On Wednesday, Oct. 17th (the day of the meeting), a third version of both documents – which included counterpoint explanations from the neighbors on the items of disagreement – were sent to the commissioners. On CUP #18-12, there were 8 items in agreement and 5 items in disagreement. On CUP #18-13 there were 6 items in agreement, and 5 items in disagreement. Where there was disagreement, both points of view were clearly communicated.
A memorandum from staff was also sent out on Wednesday, Oct 17th (the day of the meeting) which drilled down those 12 pages to a brief list (16 lines of text) indentified as “optional conditions” the commission could consider imposing. There were 6 potential items for CUP #18-12, and 1 item for CUP #18-13.
In this drilled down version, several paragraphs borrowing standards from agriculture or winery related tourism conditional uses, were reduced to 3 sentences/items and identified as “optional conditions”. None of them were discussed or included in the list of conditions passed for either CUP application. Therefore, some of the important safeguards designed to control the size and scope of commercial developments within agricultural areas, were left out.
At the P&Z meeting on Oct. 17th, there was evident confusion at times as to which document was being referenced. Councilman Klinghammer compounded the problem when he took over the discussion of the unresolved issues and started with an item on the last page of the joint document and then jumped around from there.
In addressing the areas of disagreement, some points that were verbally addressed during the public comment period, I felt received fair compromises. In other areas, it was obvious the commissioners had not read, or simply did not give adequate attention to, the neighbors concerns. The petitioner had the opportunity to answer questions and offer additional explanation after the public comment closed, which is common practice. But the neighbors’ concerns, which were so well articulated in the joint document, were not brought up.
Mr. Griffin was exactly on point when he said the commissioners did not have enough time to digest the details before the meeting.
SKEET RANGE: When residents asked that an existing private skeet shooting range on the north side property [CUP #18-12] be expressly prohibited from use as part of the brewhouse business, staff said since it was not listed on the original CUP, it shouldn’t be restricted. Instead, if Mr. Busch wants to use it as part of the business in the future, he can request a new CUP for that purpose. Councilman Mike Klinghammer said he would vote against such a use if it came up before him, but that is certainly not a guarantee that it would never happen.
The purpose of a Conditional Use Permit is to put conditions (aka restrictions) on use. Yet a restriction to ban skeet shooting at a business that sells alcohol was not put in place because the owner might want to ask for that later.
VOTE: When the votes were taken, the joint documents that both parties worked so hard to develop, were essentially ignored, and therefore some of the conditions to which both parties had previously agreed, were omitted!

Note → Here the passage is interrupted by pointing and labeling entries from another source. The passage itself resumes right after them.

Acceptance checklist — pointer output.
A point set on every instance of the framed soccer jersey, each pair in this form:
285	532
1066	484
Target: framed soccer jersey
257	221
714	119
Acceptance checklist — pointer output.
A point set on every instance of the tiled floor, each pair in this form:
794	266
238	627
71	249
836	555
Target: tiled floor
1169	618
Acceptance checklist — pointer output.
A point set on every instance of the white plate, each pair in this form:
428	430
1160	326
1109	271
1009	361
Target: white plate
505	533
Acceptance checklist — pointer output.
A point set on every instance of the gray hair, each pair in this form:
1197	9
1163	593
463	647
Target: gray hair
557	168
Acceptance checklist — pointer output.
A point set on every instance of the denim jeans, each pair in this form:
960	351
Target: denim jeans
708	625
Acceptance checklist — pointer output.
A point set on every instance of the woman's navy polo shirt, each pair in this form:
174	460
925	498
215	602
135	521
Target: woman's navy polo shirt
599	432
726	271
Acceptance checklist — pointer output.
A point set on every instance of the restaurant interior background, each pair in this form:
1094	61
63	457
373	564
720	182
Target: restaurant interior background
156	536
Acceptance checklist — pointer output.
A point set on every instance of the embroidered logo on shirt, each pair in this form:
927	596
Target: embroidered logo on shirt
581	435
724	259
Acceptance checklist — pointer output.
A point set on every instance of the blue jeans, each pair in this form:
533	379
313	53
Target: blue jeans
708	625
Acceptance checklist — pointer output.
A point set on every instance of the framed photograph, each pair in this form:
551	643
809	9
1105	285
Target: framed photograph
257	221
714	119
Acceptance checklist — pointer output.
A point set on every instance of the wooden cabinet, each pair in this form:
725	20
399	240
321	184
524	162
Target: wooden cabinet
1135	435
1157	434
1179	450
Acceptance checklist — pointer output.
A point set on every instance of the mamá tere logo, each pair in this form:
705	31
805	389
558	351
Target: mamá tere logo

The obvious effort to move this project along, despite the disorganization and late hour, was a disservice to the people on both sides who had worked so diligently to make the process clear, concise and easy to follow.
There also seems to be a lack of understanding and/or regard of the how strongly the people of this area want to preserve the pristine rural atmosphere in which we live. Even though this property is technically not zoned AT (Agri-tourism) the intent of that zoning should be applied.
I can only hope that a more complete and better organized list of conditions, which includes all the agreed upon protections and restrictions, is approved at the County Council level.